“I wonder if I remind him of her in lots of ways,” she mused.
Oliver’s thoughts leaped backward a score of years and more. “I used to think she was the most wonderful person in all the world,” he said. “I was very desperately in love with your mother when I was six or seven, Jane.” He hesitated and then went on clumsily, almost fatuously: “I am beginning to think that you are like her in a lot of ways.”
She gave him a quick, startled look. His face was turned away, and so he did not see the tender, wistful little smile that flickered on her lips, nor was he aware of the long, deep breath she took. From that moment a queer, uneasy restraint fell upon them. There were long silences, dreamy on her part, moody on his. He left shortly after ten; his “good night” was strangely gruff and unnatural.
He was jealous. He knew it for a fact, he confessed it to himself for the first time openly and unreservedly. He was jealous of young Lansing. There was no use trying to deny it. He did not go so far as to think of himself as being in love with Jane—that would be ridiculous, after all the years they had known each other—but he bitterly resented the thought that she might be in love with some one else. Especially with the superior, supercilious, cocksure Lansing!
Why, if she were in love with Lansing—and married him!—good Lord, what a fool he had been to think it would make no difference to him! It would make a difference—an appalling difference. All nonsense to think she wouldn’t go out of his life if she married Lansing or any one else. Of course she would. He felt a cold, clammy moisture break out all over him; a sickening sensation assailed the pit of his stomach. She would have a home in which he could be nothing more than an old friend; he would have to submit to being governed by certain conventions and by an entirely new set of conditions; her husband would have a lot to say about all that; it would mean that he couldn’t drop in every night or so for an intimate chat, that he couldn’t go strolling freely and contentedly into familiar haunts with Jane, that he couldn’t take her off for rides in his car, or up to the city to see the plays. Lansing wouldn’t stand for that! Nor would any one else! It would be the end of everything, his life would have to be reordered, his very thoughts subjected to a drastic course of inhibitions, he would have to stand afar off and wait for some other man to beckon for him to approach! Unbearable!
What was it that Sammy said—in jest, of course, but now heavy with portent? “This isn’t your night to call on Jane,” or something like that. It was Lansing’s night! The whole town knew it was Lansing’s night—and he was calling on Jane because Lansing happened to be off in the country seeing a patient.
This was what all his good offices had come to, this was what had come of his idiotic, vainglorious desire to do the right thing by Jane! He had simply let himself in for a lot of unhappiness. Strange, though, that he should be so consumed with jealousy when he wasn’t the least bit in love with Jane himself. It was absurd! Why, he had known her since the day she was born—how could he possibly be in love with her when he had known her all her life? He knew what love was—yes, indeed, he knew. He had been in love half a dozen times. He ought to know what love was—and certainly his feelings toward Jane were nothing like those he had experienced in bygone affairs of the heart. Gee whiz! What had suddenly got into him?

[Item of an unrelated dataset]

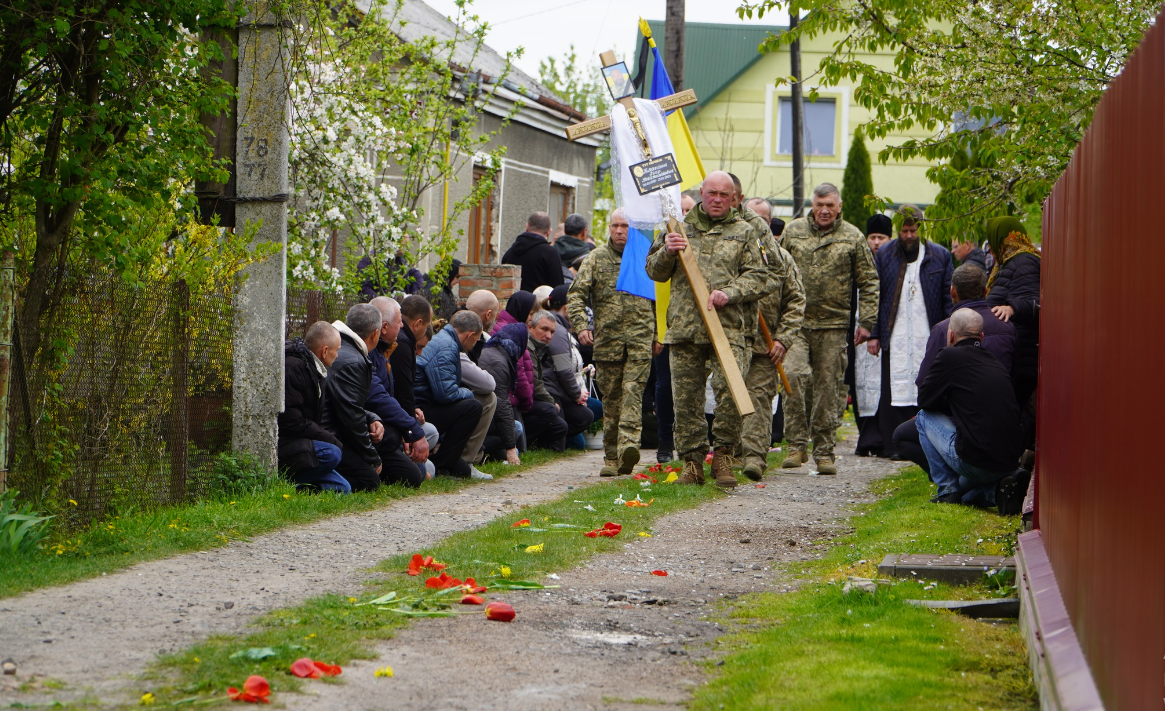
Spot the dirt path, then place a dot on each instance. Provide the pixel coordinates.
(97, 635)
(612, 633)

Suddenly it came to him that he was selfish. That’s what it was—selfishness. He did not want her himself and yet he couldn’t bear the thought of letting some one else have her. Utter selfishness! Having arrived at this conclusion he smote his conscience heroically and proclaimed to the night that he would no more be jealous. Not even of Lansing. He would go on being Jane’s friend, and Lansing’s friend, and the friend of their children, and—This brought him up with a blinding jolt. Jane’s children! And Lansing’s! Something red and strangely sustained blurred his vision.
He was oppressed by a feeling of almost intolerable loneliness as he strode down the dimly lighted street; a soft breeze blowing through the leaves of the young maples overhead suggested subdued, malicious laughter; automobile horns sounded like raucous guffaws; some blithering idiot was sounding taps on a mournful cornet far off in the night. He was going to lose Jane—he was going to lose Jane—he was going to lose Jane. Over and over again: he was going to lose Jane. Taps!
Clay Street was almost deserted. The stores were closed for the night. A few pedestrians strolled leisurely along the sidewalks; a small group of loafers in front of Jackson’s cigar store, a detached policeman, three young girls waiting on a corner, widely separated automobiles drawn up to the curb, a man studying the billboards outside the closed door of the Star Moving Picture Palace. The town clock began to strike eleven.